ŞİİRCİ ÇOCUK'TAN SİYASETTEN UZAK ESİNTİLER


ŞİİRCİ ÇOCUK'TAN SİYASETTEN UZAK ESİNTİLER


ŞİİRCİ ÇOCUK'TAN SİYASETTEN UZAK ESİNTİLER


ŞİİRCİ ÇOCUK'TAN SİYASETTEN UZAK ESİNTİLER


ŞİİRCİ ÇOCUK'TAN SİYASETTEN UZAK ESİNTİLER


16 Mayıs 2013 Perşembe

SANAT ADINA MUHTEŞEM FİLMLER İÇİN BİRŞEYLER YAZMAK ETİK OLARAK ÇOK ANLAMLI




FİLM ELEŞTİRMENİ DEĞİLİM AMA, SANAT ADINA MUHTEŞEM FİLMLER İÇİN BİRŞEYLER YAZMAK ETİK OLARAK ÇOK ANLAMLI VE FİLMİN EMEKÇİLERİNE SAYGI BENCE…


BİRKAÇ GÜNDÜR 'BEN KINGSLEY' Lİ FİLMLERİ İZLİYORUM


FAVORİLERİM ARASINDA:

Jannifer Connally ile çevirdiği, 'House of sand and fog' (SİSLER EVİ) Filmidir.. 

3 AKADEMİ OSKARI ALMIŞ BİR FİLM.

GERÇEKTEN MUHTEŞEM FİLMLER…

'BEN KINGSLEY' Lİ  ikinci film:

Penolope Cruz, Patricia Clarkson-Peter Sargsgaard ve Dennis Hopper ile birlikte çevirdikleri

(ELEGY) Aşkın Peşinde...

Bu filmde muhteşem...

Ancak bu filme kendimi öylesine kaptırmışım ki, hızımı alamayıp resim emekçisi arkadaşlarıma yaptığım ricayla, baş aktörün yerine geçtim ve sanki filmde başrol oyuncusu Profesör Samanlı, Profesör Kepeş gibi oynadı...
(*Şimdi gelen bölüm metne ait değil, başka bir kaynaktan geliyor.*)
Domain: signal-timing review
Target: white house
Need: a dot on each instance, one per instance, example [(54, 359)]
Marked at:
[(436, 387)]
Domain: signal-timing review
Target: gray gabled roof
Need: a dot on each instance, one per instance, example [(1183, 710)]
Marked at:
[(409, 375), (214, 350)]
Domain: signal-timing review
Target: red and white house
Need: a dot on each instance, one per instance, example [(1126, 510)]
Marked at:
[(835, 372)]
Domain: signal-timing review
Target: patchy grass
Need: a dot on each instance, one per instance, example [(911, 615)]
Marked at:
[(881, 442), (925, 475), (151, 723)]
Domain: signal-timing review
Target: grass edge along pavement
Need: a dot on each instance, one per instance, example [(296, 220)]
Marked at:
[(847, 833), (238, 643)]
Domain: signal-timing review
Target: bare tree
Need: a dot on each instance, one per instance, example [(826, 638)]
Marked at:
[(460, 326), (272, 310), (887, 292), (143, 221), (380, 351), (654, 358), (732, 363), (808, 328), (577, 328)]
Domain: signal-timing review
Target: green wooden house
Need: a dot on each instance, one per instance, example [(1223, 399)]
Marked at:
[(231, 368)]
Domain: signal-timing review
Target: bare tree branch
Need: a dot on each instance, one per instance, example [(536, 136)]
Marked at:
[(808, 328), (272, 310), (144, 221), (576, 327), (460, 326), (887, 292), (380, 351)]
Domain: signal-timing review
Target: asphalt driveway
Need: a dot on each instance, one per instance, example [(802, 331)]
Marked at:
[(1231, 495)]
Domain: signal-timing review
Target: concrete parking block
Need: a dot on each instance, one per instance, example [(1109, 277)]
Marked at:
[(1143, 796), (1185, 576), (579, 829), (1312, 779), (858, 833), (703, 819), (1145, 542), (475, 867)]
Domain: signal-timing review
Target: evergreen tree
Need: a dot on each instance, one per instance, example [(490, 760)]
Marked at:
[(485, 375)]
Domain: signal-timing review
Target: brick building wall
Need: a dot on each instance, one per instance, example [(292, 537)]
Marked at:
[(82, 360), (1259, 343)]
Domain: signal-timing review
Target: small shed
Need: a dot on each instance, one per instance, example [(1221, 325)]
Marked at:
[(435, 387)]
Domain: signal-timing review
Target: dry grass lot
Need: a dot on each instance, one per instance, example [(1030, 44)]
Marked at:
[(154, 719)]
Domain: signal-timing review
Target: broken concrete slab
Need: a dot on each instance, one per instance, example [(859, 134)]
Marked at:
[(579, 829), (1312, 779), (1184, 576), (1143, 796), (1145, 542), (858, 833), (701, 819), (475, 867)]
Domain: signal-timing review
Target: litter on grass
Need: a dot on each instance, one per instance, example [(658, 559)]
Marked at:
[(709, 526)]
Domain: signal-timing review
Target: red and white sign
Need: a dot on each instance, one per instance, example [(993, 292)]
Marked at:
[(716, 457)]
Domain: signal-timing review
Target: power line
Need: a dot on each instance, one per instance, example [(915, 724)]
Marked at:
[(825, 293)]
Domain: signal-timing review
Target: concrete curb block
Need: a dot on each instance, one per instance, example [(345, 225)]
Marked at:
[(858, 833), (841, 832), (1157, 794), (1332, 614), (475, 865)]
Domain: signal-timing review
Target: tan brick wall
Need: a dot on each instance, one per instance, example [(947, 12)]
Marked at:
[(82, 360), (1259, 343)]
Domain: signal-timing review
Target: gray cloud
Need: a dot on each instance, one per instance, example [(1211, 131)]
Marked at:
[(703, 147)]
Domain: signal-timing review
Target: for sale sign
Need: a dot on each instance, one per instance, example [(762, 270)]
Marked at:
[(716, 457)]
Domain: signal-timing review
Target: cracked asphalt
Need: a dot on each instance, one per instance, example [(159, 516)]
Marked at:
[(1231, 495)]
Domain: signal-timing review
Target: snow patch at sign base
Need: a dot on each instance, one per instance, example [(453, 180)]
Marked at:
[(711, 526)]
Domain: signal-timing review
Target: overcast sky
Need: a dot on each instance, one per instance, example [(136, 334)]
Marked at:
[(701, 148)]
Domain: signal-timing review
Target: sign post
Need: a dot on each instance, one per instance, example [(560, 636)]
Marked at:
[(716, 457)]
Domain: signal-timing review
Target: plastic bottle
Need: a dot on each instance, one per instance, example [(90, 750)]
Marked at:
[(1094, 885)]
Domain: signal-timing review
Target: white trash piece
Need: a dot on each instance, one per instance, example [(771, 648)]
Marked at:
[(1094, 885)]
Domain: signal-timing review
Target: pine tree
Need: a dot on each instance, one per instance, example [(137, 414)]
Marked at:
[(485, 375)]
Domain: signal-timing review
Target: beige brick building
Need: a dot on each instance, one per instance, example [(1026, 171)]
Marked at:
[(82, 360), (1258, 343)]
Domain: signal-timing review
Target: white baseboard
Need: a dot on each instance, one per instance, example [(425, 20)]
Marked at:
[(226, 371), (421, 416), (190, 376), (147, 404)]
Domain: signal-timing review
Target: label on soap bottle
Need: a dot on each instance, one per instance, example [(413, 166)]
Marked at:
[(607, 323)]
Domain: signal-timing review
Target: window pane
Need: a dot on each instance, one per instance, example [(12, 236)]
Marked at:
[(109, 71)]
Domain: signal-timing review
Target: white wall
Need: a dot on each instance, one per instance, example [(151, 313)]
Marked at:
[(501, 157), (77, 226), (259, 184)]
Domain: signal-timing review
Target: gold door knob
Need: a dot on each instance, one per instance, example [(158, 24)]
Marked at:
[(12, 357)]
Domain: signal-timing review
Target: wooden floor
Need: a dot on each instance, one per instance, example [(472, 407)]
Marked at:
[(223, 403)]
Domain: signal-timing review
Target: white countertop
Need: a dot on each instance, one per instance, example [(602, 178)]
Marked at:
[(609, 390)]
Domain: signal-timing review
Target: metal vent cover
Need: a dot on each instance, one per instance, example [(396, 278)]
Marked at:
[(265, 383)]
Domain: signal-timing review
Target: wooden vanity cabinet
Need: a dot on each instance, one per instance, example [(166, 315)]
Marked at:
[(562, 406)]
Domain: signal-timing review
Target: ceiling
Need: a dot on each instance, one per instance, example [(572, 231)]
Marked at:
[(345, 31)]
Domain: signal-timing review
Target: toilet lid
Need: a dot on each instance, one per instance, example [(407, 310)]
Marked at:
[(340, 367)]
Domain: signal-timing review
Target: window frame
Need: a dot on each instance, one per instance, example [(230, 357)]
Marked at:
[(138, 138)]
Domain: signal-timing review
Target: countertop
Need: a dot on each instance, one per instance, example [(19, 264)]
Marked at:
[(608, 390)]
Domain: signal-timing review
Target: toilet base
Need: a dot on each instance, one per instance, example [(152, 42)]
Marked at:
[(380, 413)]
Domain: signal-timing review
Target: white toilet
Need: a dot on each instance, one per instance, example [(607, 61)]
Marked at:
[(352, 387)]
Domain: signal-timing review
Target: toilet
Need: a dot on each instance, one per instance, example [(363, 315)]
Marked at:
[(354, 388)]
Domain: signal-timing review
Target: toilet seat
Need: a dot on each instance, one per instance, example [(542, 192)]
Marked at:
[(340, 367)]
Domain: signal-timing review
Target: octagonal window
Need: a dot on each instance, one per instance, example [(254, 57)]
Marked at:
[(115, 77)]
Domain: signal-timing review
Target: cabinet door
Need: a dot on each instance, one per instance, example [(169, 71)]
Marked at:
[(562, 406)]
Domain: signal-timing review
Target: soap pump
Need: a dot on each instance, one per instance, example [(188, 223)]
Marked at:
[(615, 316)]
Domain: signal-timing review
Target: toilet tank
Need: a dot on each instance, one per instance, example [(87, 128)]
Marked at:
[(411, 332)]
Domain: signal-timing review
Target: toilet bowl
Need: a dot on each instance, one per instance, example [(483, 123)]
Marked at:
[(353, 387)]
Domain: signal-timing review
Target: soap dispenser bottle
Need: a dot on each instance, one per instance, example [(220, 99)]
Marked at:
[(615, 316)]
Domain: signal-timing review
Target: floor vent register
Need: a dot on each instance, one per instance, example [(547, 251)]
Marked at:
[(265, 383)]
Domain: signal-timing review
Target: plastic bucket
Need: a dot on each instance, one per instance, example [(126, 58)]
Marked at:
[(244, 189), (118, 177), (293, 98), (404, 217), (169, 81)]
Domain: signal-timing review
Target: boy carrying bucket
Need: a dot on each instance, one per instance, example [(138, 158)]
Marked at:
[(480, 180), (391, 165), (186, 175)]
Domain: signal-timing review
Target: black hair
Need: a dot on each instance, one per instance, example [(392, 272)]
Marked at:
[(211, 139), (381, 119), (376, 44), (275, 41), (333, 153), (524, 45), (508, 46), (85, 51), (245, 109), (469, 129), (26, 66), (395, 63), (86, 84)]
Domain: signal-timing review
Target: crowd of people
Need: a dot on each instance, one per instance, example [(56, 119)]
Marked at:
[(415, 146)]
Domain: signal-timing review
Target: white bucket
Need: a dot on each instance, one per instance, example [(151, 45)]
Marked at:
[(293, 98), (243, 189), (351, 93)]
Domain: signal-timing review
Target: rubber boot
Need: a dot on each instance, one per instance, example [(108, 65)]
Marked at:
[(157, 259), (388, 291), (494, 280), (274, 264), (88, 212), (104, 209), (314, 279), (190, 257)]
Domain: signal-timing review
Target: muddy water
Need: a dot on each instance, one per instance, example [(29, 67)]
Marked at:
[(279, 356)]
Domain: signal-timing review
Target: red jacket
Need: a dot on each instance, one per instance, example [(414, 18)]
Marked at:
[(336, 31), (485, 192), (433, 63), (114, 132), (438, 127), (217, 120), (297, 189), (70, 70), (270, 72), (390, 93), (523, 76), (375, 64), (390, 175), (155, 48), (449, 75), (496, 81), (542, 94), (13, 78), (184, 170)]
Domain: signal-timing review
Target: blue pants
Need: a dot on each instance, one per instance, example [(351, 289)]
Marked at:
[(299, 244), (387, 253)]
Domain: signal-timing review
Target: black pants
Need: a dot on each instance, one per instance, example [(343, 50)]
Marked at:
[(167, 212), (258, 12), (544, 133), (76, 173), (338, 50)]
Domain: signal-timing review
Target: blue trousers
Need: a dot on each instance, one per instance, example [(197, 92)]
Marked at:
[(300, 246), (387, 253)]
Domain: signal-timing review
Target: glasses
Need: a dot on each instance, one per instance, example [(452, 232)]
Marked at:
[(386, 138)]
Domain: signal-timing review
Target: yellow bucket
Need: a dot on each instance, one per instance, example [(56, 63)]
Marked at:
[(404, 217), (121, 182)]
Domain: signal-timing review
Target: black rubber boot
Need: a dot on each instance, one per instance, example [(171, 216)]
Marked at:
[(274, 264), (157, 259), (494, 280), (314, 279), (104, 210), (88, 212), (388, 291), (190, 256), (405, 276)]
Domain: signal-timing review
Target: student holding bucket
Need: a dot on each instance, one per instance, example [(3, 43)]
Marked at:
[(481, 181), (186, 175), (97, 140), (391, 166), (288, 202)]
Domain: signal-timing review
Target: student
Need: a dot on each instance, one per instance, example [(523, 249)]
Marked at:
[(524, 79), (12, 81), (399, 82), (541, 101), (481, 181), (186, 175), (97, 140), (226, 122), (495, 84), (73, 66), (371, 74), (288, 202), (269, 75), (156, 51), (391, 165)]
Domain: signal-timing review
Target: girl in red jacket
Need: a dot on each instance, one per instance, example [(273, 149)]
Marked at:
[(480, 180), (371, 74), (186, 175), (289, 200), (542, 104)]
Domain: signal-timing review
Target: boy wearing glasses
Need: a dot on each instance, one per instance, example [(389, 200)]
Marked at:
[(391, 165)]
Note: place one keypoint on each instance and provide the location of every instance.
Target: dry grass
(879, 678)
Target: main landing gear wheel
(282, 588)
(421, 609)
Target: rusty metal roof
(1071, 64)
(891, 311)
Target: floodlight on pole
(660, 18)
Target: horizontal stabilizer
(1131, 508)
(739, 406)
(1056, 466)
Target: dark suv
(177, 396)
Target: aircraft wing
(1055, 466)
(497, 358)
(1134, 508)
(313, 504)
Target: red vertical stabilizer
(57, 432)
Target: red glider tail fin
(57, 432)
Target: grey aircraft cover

Ben filmi o pencereden izledim.

İzleyenler biliyorlar malum konuyu. Consuela çok gençtir ve hocaya aşıktır.

Müthiş bir aşk yaşarlar. Öncelikle, Consuela’nın göğüsleri ve gözleri onu büyülemektedir. Kız hocaya sırılsıklam aşıktır. Çok zengin bir Küba’dan Amerika’ya gelmiş ailenin kızıdır. Çevresinde onlarca erkek onun için fırlanırken, o (malum çirkin artist, kel büyük kulaklı ve burunlu Ben Kıngsley’e) sırılsıklam aşıktır.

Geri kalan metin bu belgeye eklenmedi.